Principaux résultats
- Les traitements insecticides appliqués correctement et en temps voulu permettent à la fois de réduire les populations de S. titanus dans les vignes et de prévenir leur migration vers les plantes herbacées basses. Dans ces conditions, les bandes végétales à l’intérieur du vignoble (inter-rang) et entre le vignoble et la forêt adjacente ne semblent pas constituer un refuge potentiel pour le principal vecteur de la FD.
- La cicadelle polyphage Orientus ishidae, un vecteur alternatif de la FD, a été ponctuellement trouvée dans les vignobles et régulièrement dans les lisières forestières voisines des vignobles.
- Les vignes ensauvagées sont fréquentes dans la forêt au Tessin. Leur établissement est lié principalement à l’abandon de la culture dans les endroits compliqués à gérer et au changement d’utilisation du territoire.
- Certaines vignes ensauvagées sont infectées par la FD et abritent une population considérable de S. titanus et d’O. ishidae. Elles peuvent donc constituer un réservoir d’inoculum pour la maladie et un habitat pour ses vecteurs.
- Certains profils génétiques associés à la FD trouvés dans les vignes ensauvagées et cultivées ainsi que dans les deux vecteurs de la FD au Tessin s’avèrent identiques.

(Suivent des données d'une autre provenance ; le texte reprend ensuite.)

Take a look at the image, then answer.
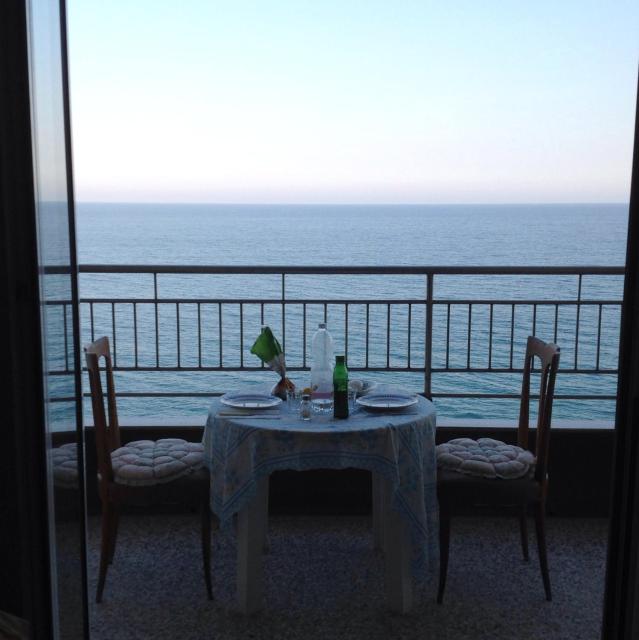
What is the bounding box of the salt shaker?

- Le noisetier(Corylus avellana ) a été confirmé comme plante hôte préférentielle d’O. ishidae. Les populations de ce vecteur potentiellement dangereux pour le vignoble peuvent être réduites efficacement en réduisant la présence de cet arbuste dans le cadre de la gestion des lisières des forêts. Cette approche a un impact durable et ne nécessiterait pas une gestion annuelle régulière.
Conclusions
- L’application des connaissance acquises au sud des Alpes aux autres régions viticoles de la Suisse pourrait permettre d’évaluer le risque de propagation entre les habitats forestiers et les vignobles (et vice-versa) et d’améliorer ainsi la gestion de la FD.
- Cette approche proactive est particulièrement utile pour les régions menacées ou nouvellement atteintes, où l’éradication de la maladie est encore envisageable.

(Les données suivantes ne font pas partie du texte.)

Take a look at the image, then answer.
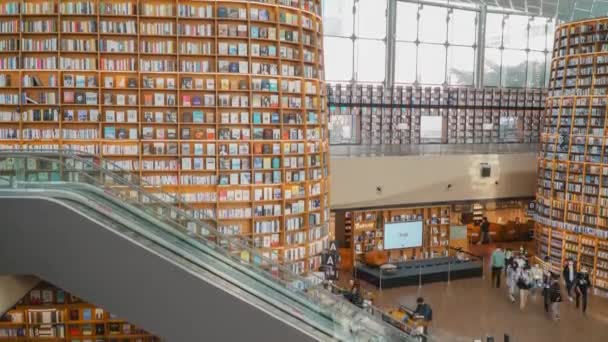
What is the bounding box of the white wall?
[330,153,537,209]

- L’hypothèse d’un flux de transmissions de la FD entre différents éléments du paysage pourrait partiellement expliquer le succès limité des mesures de gestion pratiquées actuellement.

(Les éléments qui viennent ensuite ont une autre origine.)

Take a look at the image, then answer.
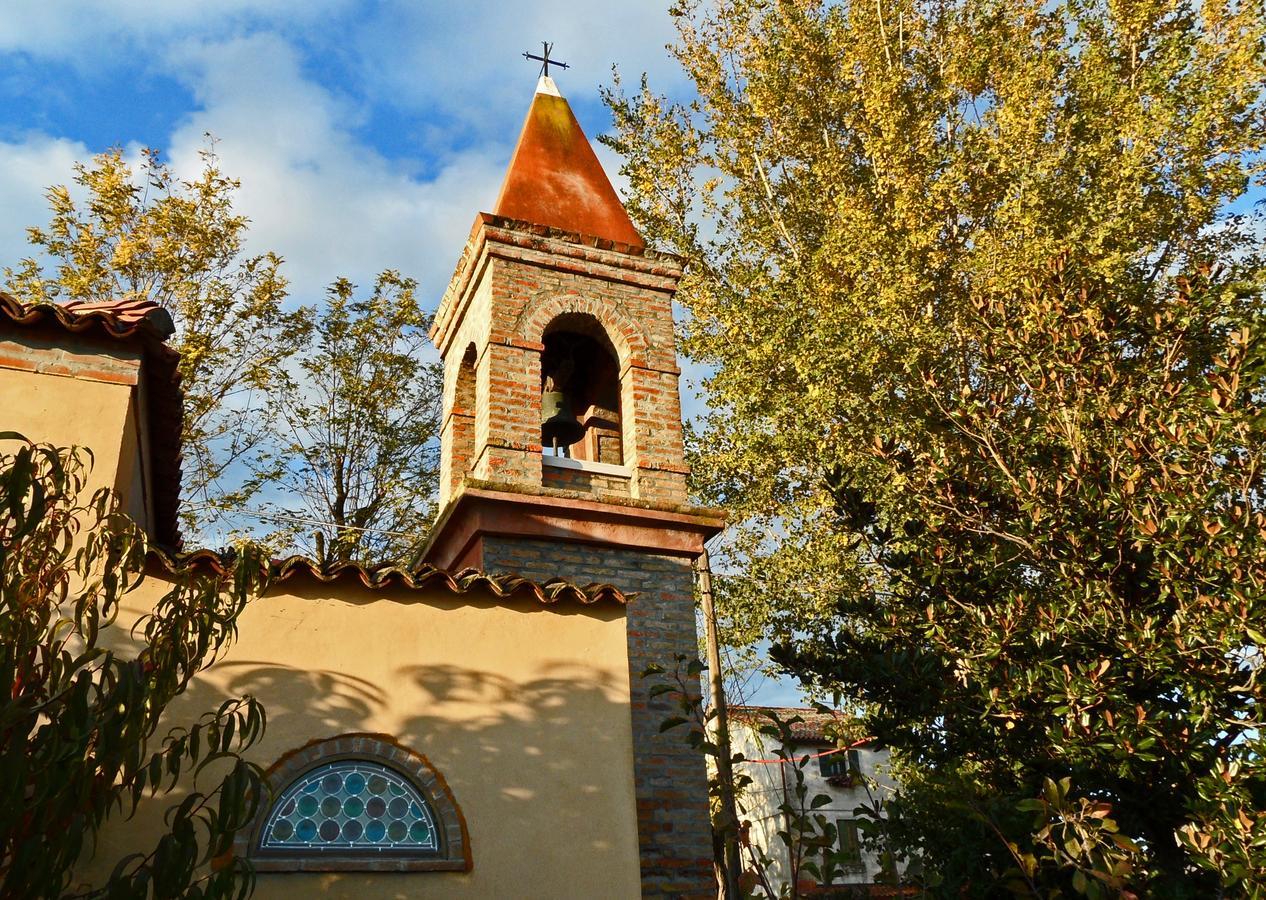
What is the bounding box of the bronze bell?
[541,391,585,447]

- Les résultats suggèrent donc le besoin de réévaluer la stratégie d’endiguement ou d’éradication, notamment en intensifiant la gestion des vignes ensauvagées et en assurant l’élimination des plants en cas d’abandons de vignobles.
- Un troisième volet du projet (FLAVID 3) permettant d’approfondir les recherches au niveau suisse a obtenu le financement de l’OFAG et a débuté en juillet 2024.
Référence bibliographique
Gone-wild grapevines in forests host phytoplasma genotypes linked to grapevine’s flavescence dorée epidemics in cultivated vineyards and competent vectors.